Expect action on the issue of illegal immigration. A special committee was appointed this fall to consider new laws to limit unauthorized immigration into Georgia.
The legislature and governor are likely to spend a considerable amount of time on water. In the next year and a half, Georgia must come to some agreement with Alabama and Florida on water use or be faced with dialing back consumption to levels not seen in over 30 years.
Georgia Watch will be monitoring the legislature and speaking out on behalf of consumers. Some of the consumer issues that we hope legislators consider include:
Utility customers large and small have begun to unite for fairness in rates and management decisions. Georgia Watch has represented consumers at the PSC and will continue that advocacy at the Capitol.
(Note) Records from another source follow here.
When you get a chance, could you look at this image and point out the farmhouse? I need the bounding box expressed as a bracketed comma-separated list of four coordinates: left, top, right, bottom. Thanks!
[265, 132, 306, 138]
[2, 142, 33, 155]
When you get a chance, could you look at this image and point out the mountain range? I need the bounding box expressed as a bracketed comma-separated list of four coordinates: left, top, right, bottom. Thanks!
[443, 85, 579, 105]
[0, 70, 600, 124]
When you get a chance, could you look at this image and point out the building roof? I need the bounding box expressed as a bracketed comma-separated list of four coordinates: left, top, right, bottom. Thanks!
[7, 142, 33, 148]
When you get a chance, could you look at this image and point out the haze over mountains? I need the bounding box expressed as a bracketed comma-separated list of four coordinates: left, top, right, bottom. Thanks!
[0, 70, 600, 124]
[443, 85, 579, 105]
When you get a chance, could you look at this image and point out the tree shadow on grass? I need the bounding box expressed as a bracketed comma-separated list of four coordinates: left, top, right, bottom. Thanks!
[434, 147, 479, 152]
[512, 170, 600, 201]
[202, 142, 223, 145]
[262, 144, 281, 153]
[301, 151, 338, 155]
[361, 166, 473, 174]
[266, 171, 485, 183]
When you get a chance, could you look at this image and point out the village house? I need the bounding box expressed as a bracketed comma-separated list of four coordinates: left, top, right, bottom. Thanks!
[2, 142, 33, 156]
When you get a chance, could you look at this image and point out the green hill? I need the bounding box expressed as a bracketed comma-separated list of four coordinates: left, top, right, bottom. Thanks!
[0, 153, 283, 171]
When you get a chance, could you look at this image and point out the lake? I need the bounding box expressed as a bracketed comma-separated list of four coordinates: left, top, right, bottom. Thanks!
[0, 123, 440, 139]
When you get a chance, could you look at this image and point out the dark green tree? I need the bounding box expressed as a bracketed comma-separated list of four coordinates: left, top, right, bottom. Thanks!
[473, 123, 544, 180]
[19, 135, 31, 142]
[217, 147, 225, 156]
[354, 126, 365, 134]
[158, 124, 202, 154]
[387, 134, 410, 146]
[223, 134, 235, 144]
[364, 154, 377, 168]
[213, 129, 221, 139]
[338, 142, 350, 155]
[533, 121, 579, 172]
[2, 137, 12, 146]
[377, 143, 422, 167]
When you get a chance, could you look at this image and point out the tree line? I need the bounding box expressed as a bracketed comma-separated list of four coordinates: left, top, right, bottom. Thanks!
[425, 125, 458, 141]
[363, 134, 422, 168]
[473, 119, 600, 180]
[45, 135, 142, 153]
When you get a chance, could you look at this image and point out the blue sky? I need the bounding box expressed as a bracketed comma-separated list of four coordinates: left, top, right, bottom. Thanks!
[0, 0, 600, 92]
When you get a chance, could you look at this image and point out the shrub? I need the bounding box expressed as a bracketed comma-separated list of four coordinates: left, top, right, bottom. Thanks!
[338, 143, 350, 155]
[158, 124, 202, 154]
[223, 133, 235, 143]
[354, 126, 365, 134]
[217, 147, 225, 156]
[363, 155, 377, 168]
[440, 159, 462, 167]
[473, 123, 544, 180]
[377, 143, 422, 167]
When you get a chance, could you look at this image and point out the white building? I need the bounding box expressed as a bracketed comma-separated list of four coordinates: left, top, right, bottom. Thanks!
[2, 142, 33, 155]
The foreclosure crisis continues in our state with no sign of relief in the near future. In addition to the devastation that the loss of a home has on a family, foreclosure leaves neighborhoods with blighted properties, robbing equity from nearby homeowners and depressing local government revenue. Tenants are thrown out of their rental homes through no fault of their own. Protecting families and communities affected by foreclosure will continue to be a Georgia Watch priority.
Last year the Supreme Court of Georgia stood up for the Constitutional rights of injured patients and their families by striking down the notorious cap on damages in medical malpractice suits. But it remains to be seen whether this legislature reacts with another big government intrusion into the courtroom. Georgia Watch will remain vigilant in opposing laws that impose a one-size-fits-all answer to those who are injured through no fault of their own.
It is important to make sure that hospitals are billing patients in a fair and transparent manner, and that finances are being managed prudently. In the wake of last year’s new tax on hospitals, some expect that hospitals will have a considerable amount of clout at the Capitol. We intend to make sure accountability and fairness are a part of any policy discussions regarding hospitals.